Sam Reid

Willie Smiths Organic Cider has teamed up with Lark Distillery to release a limited edition Australian-first cider, aged in whisky barrels.

The secret project is a riff on the barrel-aging trend that has recently exploded in the craft beer sector, with the cider being the first of its kind in Australia, according to Willie Smith’s co-founder Sam Reid.

“The cider has been aged in Lark Distillery whisky barrels for seven months and was bottled three weeks ago,” he says. “We’re trying to expand people’s horizons with cider and learn from the growth of craft beer who have offered loads of different styles and ways to enjoy it, which keeps the whole category interesting.”

Only 888 bottles of the cider have been produced, with each bottle sporting a wooden label with laser cut branding. Just 150 bottles will go to select customers in Sydney, Melbourne and Brisbane, with the remaining stock to be sold from the Willie Smith’s new cellar door in the Huon Valley, Tasmania. Additionally, the Local Taphouse in St Kilda – home of Willie Smiths first mainland tap point – will be given the only keg of the cider to be produced, available for celebratory tastings during Melbourne cup week.

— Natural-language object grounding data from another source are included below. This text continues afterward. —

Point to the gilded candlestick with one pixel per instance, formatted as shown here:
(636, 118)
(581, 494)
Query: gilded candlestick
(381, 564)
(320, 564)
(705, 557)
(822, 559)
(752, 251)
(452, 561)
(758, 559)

According to Bill Lark, of Lark Distillery, collaboration between Tasmanian businesses is important to continue pushing the boundaries.

“This is another example of how Tasmania maintains a reputation for being at the forefront of premium products,” he says.

Cider Makers Tasting Notes: Willie Smith’s Lark Distillery barrel-aged cider, 9.9% alc, 750ml, RRP $60.

“Strong speyside whisky aroma’s upfront, it has soft, delicate apple on the front palette with a hint of sweetness coming from the beautiful blend between the apple and whisky. Through the mid palate the oak starts to make an appearance and continues to build towards the back palate with a dry oaky tannin structure to finish off. Despite its relatively high alcohol it remains balanced throughout and is never overpowering the drink.”